A builder-focused checklist for evaluating DeepSeek and Qwen across quality, licensing, deployment, safety, and maintenance.

June 23, 20268 min readUpdated June 23, 2026
DeepSeekQwenopen models
Key takeaway: DeepSeek and Qwen should be tested like infrastructure choices: useful only when the team can operate, monitor, and update them responsibly.

Open availability is not free operation

Open or downloadable models can reduce vendor lock-in and create more deployment options, but they also move responsibility to the team. You may need GPU capacity, inference optimization, monitoring, prompt security, and update planning.

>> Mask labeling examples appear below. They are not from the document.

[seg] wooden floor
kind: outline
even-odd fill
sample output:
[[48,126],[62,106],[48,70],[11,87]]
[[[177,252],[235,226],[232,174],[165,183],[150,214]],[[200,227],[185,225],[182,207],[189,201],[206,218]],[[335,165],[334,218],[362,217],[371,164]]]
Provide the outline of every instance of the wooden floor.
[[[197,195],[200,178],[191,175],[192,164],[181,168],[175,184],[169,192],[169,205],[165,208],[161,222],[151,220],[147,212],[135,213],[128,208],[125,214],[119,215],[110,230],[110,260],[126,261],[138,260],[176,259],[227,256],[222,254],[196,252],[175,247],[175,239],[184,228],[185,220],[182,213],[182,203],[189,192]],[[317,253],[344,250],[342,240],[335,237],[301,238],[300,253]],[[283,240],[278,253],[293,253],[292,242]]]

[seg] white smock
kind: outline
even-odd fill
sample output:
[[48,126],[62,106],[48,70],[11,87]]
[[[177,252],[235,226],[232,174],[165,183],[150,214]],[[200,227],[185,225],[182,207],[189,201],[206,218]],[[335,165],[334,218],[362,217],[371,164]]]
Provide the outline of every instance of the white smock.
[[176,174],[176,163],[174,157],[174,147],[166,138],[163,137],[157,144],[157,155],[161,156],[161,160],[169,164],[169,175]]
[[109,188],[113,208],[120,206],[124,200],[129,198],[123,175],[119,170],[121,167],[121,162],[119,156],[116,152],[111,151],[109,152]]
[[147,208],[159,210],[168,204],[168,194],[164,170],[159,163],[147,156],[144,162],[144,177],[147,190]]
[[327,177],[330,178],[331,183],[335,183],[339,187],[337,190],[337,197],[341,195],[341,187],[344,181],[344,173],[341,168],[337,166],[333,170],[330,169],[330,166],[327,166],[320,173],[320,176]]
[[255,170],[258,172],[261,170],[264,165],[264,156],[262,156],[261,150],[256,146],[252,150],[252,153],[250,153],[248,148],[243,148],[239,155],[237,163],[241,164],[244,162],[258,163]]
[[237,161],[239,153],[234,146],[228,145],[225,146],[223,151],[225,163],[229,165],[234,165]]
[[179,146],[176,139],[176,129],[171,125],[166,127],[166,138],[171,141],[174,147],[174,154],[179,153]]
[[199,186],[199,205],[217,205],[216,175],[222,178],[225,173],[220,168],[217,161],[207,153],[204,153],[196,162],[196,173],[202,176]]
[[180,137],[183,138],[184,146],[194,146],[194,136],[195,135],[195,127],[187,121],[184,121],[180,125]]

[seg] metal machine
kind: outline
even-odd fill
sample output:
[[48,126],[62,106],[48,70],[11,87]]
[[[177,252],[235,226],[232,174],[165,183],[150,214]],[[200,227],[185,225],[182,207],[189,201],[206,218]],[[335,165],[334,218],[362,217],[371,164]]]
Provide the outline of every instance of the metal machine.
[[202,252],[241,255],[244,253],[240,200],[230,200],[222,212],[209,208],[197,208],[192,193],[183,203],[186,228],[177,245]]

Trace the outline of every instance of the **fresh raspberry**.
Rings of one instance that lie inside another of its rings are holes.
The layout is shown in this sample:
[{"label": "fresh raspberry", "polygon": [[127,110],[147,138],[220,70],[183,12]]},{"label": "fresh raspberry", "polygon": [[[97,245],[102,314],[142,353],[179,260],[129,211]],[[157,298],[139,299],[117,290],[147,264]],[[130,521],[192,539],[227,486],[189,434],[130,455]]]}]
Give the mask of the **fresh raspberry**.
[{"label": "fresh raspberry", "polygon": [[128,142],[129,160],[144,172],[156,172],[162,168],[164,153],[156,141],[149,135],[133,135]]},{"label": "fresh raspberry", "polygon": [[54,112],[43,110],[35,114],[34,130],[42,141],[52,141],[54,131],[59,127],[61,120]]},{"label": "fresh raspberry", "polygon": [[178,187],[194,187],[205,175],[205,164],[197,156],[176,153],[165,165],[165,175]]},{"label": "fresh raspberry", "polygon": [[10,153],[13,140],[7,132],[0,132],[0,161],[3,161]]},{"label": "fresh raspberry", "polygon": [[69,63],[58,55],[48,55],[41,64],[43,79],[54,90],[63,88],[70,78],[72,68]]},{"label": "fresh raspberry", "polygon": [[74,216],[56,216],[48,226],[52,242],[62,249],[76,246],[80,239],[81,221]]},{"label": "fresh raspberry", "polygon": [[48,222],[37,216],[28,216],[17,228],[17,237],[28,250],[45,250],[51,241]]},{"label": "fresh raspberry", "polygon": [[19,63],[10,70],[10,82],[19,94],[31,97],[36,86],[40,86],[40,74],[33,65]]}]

Hosted APIs hide much of that work. Self-hosted or custom deployments expose it. The cost comparison should include engineering time, incident response, and quality review.

Test multilingual and domain behavior

DeepSeek and Qwen are attractive to many teams because they are part of a broader global and multilingual model market. That does not remove the need for local evaluation.

Use your own data samples, languages, tone requirements, refusal rules, and high-risk edge cases. A model can perform well generally and still fail in the exact domain your product needs.

Check license and governance

Before production use, review the license, model card, acceptable-use terms, data handling, and any restrictions that apply to commercial deployment.

The more deeply a model affects customer outcomes, the more the team needs governance: version pinning, evaluation logs, fallback behavior, and a way to remove or replace the model.